When I hadn’t heard back from the drs. office by Monday evening I knew something was wrong. I didn’t hear from the nurse till Wed. evening and she told me that while the pelvic fluid showed nothing wrong they did find a hot spot in a para-aortic lymph node (abdomen). She said the dr. said it was in a difficult spot, behind the kidney. I will see the dr. on Thursday the 28th and see what he has to say about all this, but I suspect there won’t be much good to say.
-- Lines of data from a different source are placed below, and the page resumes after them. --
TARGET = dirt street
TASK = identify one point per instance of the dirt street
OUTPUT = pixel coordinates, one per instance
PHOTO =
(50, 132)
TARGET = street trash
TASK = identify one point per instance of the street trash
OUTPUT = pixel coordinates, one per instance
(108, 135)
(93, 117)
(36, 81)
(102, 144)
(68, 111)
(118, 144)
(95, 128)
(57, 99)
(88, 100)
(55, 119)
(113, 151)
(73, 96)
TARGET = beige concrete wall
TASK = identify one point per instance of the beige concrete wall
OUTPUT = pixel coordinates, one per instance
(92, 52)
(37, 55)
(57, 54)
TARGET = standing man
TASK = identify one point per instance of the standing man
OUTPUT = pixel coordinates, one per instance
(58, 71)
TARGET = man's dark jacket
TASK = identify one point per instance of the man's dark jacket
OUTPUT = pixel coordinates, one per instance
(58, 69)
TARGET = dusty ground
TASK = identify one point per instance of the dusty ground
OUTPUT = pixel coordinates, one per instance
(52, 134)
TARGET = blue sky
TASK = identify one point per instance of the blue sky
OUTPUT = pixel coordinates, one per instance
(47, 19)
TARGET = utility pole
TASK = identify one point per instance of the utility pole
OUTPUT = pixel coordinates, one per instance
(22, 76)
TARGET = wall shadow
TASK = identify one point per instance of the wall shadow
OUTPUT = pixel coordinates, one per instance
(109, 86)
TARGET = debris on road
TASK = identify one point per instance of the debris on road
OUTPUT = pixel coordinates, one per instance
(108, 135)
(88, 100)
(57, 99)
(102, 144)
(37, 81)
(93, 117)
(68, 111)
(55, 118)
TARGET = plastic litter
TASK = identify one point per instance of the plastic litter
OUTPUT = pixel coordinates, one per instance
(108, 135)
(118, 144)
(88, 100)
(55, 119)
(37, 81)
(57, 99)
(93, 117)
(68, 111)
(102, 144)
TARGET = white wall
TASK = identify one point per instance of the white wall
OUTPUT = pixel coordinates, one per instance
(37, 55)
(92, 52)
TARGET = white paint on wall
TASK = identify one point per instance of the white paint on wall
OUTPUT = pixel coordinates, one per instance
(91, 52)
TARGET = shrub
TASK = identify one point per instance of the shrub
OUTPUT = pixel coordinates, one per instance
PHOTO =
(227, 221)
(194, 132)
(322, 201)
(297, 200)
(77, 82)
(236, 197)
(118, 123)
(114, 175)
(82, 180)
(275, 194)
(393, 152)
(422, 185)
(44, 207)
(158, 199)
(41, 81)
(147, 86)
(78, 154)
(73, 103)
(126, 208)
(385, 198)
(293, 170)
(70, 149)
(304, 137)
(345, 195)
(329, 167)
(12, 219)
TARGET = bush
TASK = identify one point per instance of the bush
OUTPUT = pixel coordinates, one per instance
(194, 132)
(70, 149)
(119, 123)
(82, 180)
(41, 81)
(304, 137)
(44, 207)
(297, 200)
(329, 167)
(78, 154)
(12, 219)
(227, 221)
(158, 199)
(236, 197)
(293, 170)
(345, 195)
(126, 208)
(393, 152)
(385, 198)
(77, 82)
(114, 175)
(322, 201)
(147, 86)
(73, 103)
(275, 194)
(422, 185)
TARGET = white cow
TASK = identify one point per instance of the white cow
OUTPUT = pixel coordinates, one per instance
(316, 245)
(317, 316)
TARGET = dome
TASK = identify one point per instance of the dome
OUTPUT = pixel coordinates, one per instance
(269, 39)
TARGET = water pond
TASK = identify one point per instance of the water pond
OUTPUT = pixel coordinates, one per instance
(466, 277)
I’m kind of in shock in a way, kind of in denial, at least some of the time. We were on vacation and now we’re home and getting ready for Xmas so I’ve had plenty to do to keep me busy which helps. But I know the realities of a recurrence and this is very depressing. Friends are worried that I am sounding or feeling defeated, but it’s not that so much as being realistic. Yeah I’ll fight this and all that, but I can’t pretend that everything is going to be alright. It’s not alright, it stinks and I know too much of what happens from here on in from watching others around me fight recurrences to hop on the positive attitude train right now. Yet at the same time I haven’t let this inside me yet and am walking around feeling normal. Funny the ways we self protect.

Well, I’ll write more when I know more, or when I just feel like talking some more.